In this contribution, we have presented an overview of the different higher-order interpolants that are being used within the framework of the scaled boundary finite element method. Due to the large number of different techniques, it may not be possible to cover each and every detail within one paper. Nevertheless, we hope that this article did provide valuable insights into the theory and application of the numerous approaches and may serve as a useful reference to guide the reader to a suitable choice of interpolation and facilitate the implementation of the SBFEM. Based on our theoretical considerations and numerical examples, three different classes of shape functions can generally be recommended and should be chosen based on the application:

  1. 1.

    Lagrange interpolation polynomials are the most commonly employed shape functions in the SBFEM. They are node-based (which facilitates post-processing and the application of Dirichlet boundary conditions), relatively easy to compute and stable for large element orders. Since Lagrange shape functions are complete polynomials, they can lead to optimal convergence rates for smooth problems.

  2. 2.

    Hierarchical shape functions (“p-FEM”) yield the same convergence rates as Lagrange shape functions and require similar effort in the implementation. The main distinction lies in their hierarchical nature, which has both benefits and drawbacks. The application of nonzero Dirichlet boundary conditions may be considered somewhat inconvenient, and in many cases, post-processing will be slightly more involved. On the other hand, hierarchical shape functions allow adjusting the order of interpolation without computing the coefficient matrices from scratch. However, while this is an elegant feature, applications, where the (repeated) computation of the coefficient matrices constitutes a significant bottleneck, may be scarce.

  3. 3.

    NUBRS are the interpolation of choice when employing an isogeometric concept. If the geometry is already defined by such splines, they can be used as both trial and test functions in the SBFEM. The attainable convergence rates are typically similar to the ones obtained by Lagrange polynomials or p-FEM. However, if high-order interpolation is desired, it is typically more robust to use k-refinement based on splines of moderate order.

Some of the shape functions we tested—even though they are functional and yield converging results—do not seem to offer any particular benefits that would justify their implementation within the SBFEM. The idea of Fourier shape functions may appear attractive due to the straightforward computation of the underlying harmonic basis functions. However, when employing a complete basis, we need to enforce the Kronecker-delta property at the element endpoints, which is not only computationally more expensive and unstable for large element orders but also destroys the hierarchical property of the basis functions. Furthermore, only even numbers of shape functions should be used for stability. On the other hand, we can use an incomplete basis of harmonic functions, which is hierarchical and does not require an additional effort but leads to very slow convergence. MLS interpolants are adopted from the concept of meshless methods where they have been proven to allow the discretization of surfaces and volumes without requiring an explicit connectivity of subdomains. Within the (two-dimensional) SBFEM, however, we require only parametrization of boundaries. Using a meshless interpolation along the parametrized boundaries does not provide any additional advantages. Since these interpolations pose further challenges regarding the choice of weight functions and the integration and do not generally lead to higher accuracy compared to polynomial shape functions, we currently do not see any motivation for their application.

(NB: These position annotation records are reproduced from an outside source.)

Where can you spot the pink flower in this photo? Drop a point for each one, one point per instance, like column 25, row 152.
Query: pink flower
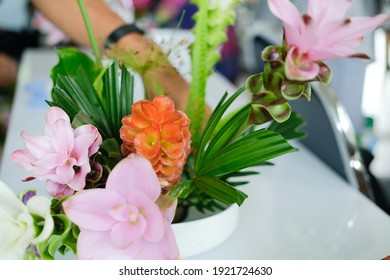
column 321, row 34
column 123, row 220
column 61, row 156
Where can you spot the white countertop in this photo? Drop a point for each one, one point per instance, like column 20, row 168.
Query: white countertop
column 297, row 209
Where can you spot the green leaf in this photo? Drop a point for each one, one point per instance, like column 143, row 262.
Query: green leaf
column 227, row 133
column 127, row 92
column 62, row 239
column 219, row 190
column 182, row 190
column 290, row 128
column 62, row 100
column 112, row 147
column 70, row 60
column 212, row 124
column 250, row 150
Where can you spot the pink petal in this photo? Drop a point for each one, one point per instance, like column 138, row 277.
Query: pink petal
column 92, row 245
column 89, row 209
column 165, row 249
column 81, row 148
column 89, row 129
column 51, row 160
column 54, row 114
column 134, row 173
column 125, row 233
column 37, row 145
column 24, row 159
column 58, row 190
column 153, row 216
column 78, row 181
column 65, row 172
column 121, row 213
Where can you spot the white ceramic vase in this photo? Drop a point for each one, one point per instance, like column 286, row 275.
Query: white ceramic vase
column 200, row 233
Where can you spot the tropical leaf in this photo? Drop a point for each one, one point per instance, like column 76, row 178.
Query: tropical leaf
column 219, row 190
column 250, row 150
column 211, row 125
column 70, row 60
column 290, row 128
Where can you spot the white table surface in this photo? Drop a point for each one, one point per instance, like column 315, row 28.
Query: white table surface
column 297, row 209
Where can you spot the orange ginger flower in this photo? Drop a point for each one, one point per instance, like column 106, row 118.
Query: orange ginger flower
column 158, row 132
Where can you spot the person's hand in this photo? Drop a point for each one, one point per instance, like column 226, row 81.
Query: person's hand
column 8, row 70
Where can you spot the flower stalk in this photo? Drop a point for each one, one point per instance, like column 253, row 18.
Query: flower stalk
column 91, row 35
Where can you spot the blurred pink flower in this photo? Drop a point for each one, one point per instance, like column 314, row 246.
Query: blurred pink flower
column 61, row 156
column 321, row 34
column 123, row 220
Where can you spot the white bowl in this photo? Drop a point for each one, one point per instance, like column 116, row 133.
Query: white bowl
column 203, row 233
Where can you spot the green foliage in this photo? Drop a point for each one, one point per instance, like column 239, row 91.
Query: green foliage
column 212, row 19
column 226, row 148
column 70, row 60
column 290, row 128
column 75, row 77
column 64, row 236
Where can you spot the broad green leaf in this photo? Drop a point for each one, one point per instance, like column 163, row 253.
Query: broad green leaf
column 182, row 190
column 213, row 122
column 289, row 129
column 250, row 150
column 110, row 97
column 70, row 60
column 227, row 132
column 219, row 190
column 127, row 92
column 61, row 99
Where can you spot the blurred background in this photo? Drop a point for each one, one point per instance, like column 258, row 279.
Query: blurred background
column 361, row 86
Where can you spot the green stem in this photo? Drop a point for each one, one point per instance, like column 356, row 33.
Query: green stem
column 91, row 35
column 196, row 106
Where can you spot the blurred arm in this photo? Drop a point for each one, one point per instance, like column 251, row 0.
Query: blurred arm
column 65, row 14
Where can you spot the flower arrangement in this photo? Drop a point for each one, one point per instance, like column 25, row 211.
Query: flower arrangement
column 118, row 170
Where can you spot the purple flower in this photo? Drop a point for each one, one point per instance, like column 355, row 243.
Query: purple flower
column 61, row 156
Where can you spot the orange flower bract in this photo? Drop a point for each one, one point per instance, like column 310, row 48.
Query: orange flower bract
column 158, row 132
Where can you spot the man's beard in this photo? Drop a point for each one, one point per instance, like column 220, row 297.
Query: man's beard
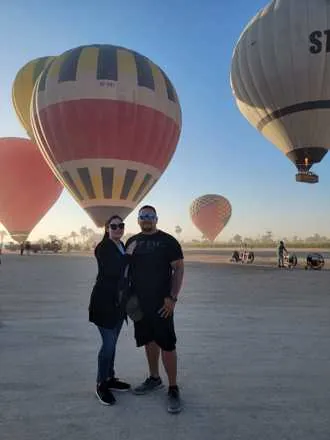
column 147, row 228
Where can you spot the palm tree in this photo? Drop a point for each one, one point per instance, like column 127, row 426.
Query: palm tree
column 2, row 236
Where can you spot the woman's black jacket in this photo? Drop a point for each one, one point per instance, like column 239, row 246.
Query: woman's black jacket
column 104, row 310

We also discussed in detail the shape functions that are employed in the so-called diagonal SBFEM. We explained why these shape functions are incomplete polynomials, do not pass the patch test, and—when applied in the standard SBFEM formulation—will not lead to correct results. Furthermore, we provided an alternative interpretation of the diagonal SBFEM, which avoids formulating these shape functions in the first place.